Scalable PK index calculation

This release supports the scalability of the PK index calculation process, especially during an incremental load job. The implemented enhancements are as follows:

  • Parallel and scalable handling of parquet files during an incremental load job to enhance CPU utilization
  • Using temporary files when comparing existing and new records to reduce the required disk space
  • Loading only new parquet files into the Incorta engine memory instead of loading new and old files to reduce memory overhead

The scalable PK index calculation feature is enabled by default. The engine.properties file that exists in the Loader Service directory (<installation_path>/IncortaNode/services/<loader_service_directory>/incorta) has new settings to manage and configure it. A System Administrator with root access to the Incorta host machine can edit this file to disable or configure the related settings as required.

The following table shows the settings that control this feature in the engine.properties file:

SettingDescriptionImpacted ScenariosTypeDefault Value
store.horizontal_scalable_pk_index_updateEnable or disable the scalable PK Index featureFull load and Incremental loadBooleantrue
store.horizontal_scalable_pk_index_update_thresholdMaximum number of rows to handle by one threadIncremental loadLong10_000_000
store.horizontal_scalable_pk_index_update_below_threshold_threadsMinimum number of threads to useIncremental loadInteger4
store.horizontal_scalable_pk_index_max_threadsMaximum number of threads to useIncremental loadInteger40

Skip or enforce PK constraint

A user who belongs to a group with the Schema Manager role often defines one or more key columns for a physical schema entity object such as a physical schema table or materialized view. The table data source for this object usually contains unique values for the key column or at least unique records.

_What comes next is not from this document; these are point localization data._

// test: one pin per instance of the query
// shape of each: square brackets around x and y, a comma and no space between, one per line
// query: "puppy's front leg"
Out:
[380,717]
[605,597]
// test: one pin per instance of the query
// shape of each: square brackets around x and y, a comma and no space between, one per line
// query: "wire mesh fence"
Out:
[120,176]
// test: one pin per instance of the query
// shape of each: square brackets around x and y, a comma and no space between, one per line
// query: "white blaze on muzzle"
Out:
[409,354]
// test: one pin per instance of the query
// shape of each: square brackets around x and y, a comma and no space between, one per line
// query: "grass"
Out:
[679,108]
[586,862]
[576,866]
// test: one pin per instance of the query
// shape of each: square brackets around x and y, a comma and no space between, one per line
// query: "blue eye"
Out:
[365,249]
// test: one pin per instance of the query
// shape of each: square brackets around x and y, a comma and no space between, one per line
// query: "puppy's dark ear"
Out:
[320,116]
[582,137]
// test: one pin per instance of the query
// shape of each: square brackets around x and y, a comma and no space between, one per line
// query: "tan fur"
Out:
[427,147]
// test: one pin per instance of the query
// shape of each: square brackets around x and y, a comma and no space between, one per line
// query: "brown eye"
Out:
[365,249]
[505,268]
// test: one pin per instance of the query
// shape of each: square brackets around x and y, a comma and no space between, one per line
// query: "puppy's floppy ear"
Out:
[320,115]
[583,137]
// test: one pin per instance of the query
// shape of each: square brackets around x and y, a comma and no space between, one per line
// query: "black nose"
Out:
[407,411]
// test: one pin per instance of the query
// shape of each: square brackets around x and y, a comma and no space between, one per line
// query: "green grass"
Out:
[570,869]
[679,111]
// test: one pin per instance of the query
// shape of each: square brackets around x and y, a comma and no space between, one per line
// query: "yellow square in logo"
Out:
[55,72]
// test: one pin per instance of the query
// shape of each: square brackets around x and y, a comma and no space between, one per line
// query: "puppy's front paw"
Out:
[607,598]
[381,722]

In the 5.1.2 release, you have the option to either enforce the calculation of the primary key at the object level or skip this calculation to optimize data load time and performance. This scenario applies to full load jobs only. In incremental load jobs, the Loader Service must compare existing and new data to avoid data duplication when key columns are defined.

When the physical schema table or materialized view has at least one key column, the Table Editor for this object shows the Enforce Primary Key Constraint option to enforce or skip the PK index calculation.

Important

This feature requires enabling the scalable PK index calculation at the engine level, which is the default configuration.

In the case of enabling the Enforce Primary Key Constraint option, which is the default state, the Loader Service evaluates and checks each value in the key column(s) and enforces record uniqueness. This process requires heavy resource utilization, especially for large datasets.

If you disable this option for an object, the Loader Service loads the source data without checking record uniqueness. This helps in enhancing the load time and performance.

Concurrent schema update and load jobs

Incorta does not recommend running concurrent schema model update jobs and load jobs on the same schema or dependent schemas as this may result in errors or inaccurate data.